I imagine what I would have thought if, a quarter century ago when I started teaching, someone had told me that some day the students in my classes would be bringing with them hand-held computers with which they could keep their schedules, take notes, and, best of all, have instant access to a world-wide interactive network of information. I would have probably said something about people in hell wanting ice water and dreamed about what might be possible. This came to mind again the other day when my local school district decided to lift the ban on cell phones in some of the high schools. Of course, because the issue is framed by the word “phones” there was a predictable outcry about sliding standards, distracted students, and the glories of life in days past.

Apple, always the savvy marketers, got people to start buying smart phones by continuing to call them “phones.” Phones are cheap, phones are utilitarian, phones feel like a necessity. Had they called them “computers” people would have thought of them as something they might not need in their daily lives, or have been skeptical about what they could use them for. But, the reality is – and I’m far from the first to say this – that they are used more as computers most days then as phones. I applaud the school district for recognizing the use, and the potential, of these devices and giving teachers a chance to work with them rather than to have to police whether students are breaking the rules.

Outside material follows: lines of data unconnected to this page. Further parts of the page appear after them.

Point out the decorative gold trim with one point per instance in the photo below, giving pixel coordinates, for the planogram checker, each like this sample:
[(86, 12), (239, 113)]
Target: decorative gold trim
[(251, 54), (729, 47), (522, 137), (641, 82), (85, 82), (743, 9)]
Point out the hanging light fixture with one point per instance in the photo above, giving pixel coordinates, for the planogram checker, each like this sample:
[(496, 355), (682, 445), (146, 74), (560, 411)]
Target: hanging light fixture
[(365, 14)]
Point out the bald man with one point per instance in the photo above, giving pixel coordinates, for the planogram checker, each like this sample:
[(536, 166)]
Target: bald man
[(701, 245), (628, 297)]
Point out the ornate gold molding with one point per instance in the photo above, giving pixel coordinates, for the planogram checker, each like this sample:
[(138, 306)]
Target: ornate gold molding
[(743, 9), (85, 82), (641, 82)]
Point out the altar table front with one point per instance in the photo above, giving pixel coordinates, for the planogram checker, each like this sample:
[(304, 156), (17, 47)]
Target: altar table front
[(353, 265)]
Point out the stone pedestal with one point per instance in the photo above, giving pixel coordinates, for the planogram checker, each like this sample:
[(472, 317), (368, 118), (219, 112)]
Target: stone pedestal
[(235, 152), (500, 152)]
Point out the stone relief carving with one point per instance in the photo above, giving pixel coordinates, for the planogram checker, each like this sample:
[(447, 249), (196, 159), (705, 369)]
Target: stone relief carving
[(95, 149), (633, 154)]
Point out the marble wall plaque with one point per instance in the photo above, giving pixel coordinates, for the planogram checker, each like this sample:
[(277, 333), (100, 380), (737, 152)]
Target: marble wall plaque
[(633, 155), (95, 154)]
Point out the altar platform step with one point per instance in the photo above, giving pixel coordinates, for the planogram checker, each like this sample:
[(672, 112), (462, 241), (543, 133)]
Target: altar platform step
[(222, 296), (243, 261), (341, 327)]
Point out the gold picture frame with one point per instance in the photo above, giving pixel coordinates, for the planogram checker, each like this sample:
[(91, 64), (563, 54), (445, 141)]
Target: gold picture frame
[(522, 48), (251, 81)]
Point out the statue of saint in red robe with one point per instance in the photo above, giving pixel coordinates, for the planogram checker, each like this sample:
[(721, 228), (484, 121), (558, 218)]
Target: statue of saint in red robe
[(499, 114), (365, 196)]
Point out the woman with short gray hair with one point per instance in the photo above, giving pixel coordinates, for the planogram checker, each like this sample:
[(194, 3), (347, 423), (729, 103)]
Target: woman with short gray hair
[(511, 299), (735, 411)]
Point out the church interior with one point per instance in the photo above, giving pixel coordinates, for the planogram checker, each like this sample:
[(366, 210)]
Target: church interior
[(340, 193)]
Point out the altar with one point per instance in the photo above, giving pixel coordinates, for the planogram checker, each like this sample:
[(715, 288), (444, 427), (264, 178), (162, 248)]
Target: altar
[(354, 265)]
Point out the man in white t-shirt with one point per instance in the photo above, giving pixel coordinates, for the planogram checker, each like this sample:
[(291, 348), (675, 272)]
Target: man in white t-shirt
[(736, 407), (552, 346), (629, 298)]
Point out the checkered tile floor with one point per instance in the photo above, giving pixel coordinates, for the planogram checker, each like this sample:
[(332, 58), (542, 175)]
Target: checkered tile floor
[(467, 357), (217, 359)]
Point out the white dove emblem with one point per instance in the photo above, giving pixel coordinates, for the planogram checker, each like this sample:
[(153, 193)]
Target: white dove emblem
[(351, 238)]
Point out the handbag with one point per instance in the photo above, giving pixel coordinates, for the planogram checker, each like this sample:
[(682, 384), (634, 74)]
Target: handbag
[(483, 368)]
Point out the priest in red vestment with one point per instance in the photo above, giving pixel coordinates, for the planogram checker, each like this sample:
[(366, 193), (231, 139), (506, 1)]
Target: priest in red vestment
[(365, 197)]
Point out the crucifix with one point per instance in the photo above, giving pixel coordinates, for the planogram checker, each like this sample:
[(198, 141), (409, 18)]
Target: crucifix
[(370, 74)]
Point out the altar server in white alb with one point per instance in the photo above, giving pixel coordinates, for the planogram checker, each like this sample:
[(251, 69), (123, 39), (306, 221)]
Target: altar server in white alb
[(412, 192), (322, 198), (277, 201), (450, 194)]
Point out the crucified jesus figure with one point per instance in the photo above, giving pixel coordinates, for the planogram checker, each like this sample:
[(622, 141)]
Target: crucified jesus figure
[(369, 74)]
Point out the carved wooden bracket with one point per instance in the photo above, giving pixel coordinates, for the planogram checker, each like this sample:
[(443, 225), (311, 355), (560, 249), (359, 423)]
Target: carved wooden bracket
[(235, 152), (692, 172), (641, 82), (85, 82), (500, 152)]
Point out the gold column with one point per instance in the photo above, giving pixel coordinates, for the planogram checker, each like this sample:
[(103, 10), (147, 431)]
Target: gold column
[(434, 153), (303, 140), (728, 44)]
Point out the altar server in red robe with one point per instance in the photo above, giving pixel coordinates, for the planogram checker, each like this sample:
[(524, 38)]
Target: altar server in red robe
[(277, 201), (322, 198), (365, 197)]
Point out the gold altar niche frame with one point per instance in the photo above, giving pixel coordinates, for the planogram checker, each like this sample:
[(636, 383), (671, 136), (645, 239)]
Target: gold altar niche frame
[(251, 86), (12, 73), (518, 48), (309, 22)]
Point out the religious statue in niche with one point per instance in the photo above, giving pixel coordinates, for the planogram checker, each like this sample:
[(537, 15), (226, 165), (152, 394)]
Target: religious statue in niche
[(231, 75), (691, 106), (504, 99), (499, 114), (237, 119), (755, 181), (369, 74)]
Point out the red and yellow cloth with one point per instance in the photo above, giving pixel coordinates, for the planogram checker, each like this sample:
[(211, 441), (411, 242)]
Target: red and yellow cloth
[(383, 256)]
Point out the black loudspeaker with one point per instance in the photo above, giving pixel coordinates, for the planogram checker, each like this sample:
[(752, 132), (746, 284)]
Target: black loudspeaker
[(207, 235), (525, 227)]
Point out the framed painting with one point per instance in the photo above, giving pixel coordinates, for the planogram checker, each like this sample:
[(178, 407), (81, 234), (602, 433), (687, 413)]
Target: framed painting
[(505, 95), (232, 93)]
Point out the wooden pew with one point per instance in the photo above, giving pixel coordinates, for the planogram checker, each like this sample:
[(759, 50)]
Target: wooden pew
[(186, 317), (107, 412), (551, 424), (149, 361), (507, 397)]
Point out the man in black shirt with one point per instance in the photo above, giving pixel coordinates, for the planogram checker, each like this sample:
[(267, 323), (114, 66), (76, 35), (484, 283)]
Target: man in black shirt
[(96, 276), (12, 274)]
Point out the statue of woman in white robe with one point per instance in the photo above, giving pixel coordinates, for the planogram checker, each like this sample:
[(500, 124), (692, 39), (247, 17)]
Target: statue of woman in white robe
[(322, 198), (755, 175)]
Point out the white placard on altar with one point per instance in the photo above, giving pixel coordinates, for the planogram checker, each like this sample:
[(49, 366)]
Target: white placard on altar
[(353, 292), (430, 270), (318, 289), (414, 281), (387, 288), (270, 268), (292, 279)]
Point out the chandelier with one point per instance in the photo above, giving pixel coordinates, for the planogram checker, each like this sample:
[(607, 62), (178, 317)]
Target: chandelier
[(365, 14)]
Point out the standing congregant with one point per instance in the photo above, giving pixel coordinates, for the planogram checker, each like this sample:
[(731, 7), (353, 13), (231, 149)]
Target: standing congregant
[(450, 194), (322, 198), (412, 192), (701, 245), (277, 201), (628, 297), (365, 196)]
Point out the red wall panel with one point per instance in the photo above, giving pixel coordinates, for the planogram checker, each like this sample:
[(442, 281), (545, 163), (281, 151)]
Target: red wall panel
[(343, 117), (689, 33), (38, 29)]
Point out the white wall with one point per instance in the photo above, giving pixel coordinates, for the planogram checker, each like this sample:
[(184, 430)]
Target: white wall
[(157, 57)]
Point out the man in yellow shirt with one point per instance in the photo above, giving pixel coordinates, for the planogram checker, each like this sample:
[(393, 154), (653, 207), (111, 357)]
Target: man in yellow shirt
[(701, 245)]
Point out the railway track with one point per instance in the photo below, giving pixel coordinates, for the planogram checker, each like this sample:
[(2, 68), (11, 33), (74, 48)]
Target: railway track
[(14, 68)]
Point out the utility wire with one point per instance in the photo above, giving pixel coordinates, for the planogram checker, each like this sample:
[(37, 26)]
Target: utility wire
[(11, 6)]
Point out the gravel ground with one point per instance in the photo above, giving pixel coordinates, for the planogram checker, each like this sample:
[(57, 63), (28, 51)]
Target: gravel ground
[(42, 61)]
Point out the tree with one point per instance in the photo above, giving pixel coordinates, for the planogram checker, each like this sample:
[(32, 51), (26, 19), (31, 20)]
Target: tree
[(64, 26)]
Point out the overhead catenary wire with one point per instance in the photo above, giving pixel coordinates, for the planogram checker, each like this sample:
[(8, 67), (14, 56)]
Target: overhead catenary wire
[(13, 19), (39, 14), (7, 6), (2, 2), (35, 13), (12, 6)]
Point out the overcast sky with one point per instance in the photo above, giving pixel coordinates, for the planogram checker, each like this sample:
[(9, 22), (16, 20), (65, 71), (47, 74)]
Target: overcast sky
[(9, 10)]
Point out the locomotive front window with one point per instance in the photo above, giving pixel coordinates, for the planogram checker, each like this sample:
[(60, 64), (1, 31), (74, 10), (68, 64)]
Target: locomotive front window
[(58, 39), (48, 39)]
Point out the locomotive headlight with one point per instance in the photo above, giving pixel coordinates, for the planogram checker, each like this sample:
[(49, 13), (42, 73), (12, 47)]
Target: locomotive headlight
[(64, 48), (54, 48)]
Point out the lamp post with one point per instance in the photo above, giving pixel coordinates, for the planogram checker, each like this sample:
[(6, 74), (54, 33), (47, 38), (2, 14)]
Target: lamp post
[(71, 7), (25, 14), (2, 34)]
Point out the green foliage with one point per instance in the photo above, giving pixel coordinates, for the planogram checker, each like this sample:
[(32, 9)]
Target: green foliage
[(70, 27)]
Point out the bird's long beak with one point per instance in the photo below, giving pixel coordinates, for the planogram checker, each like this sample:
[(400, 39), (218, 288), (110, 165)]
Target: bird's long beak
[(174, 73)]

That said, what we call things makes a difference. I’m guessing I can’t get people to call them “computers” rather than “phones,” but I’m going to keep pointing it out and asking them to think about how the label and the use might change how they imagine using them and teaching with them. What’s more, it’s always important to remember that material technologies change practices, create new ways of considering knowledge and communication, and create new relationships of the social and identity (to borrow from actor-network theory and anthropologists like Daniel Miller.) So, using hand-held computers in the classroom is going to start changing relationships, practices, conceptions of knowledge in the classroom. We can’t just layer them on top of what we do; even trying to do that – bad idea that it is – would be doomed to failure as practices would emerge and escape through the new technology and networks. What do we do, then, when our students walk into class tomorrow, hand-held computers at the ready?

3 thoughts on “It’s Not Really a Phone

  1. Last semester, I was surprised when students in my History of English Language class began taking pictures of our whiteboard notes with their phones. If we generated lists on the board, someone would capture the image and circulate it to everyone in the class.

  2. My business writing students took photos with their phones this past summer, too. I thought it was a great way to archive the white board and power point notes that they found too wordy to copy.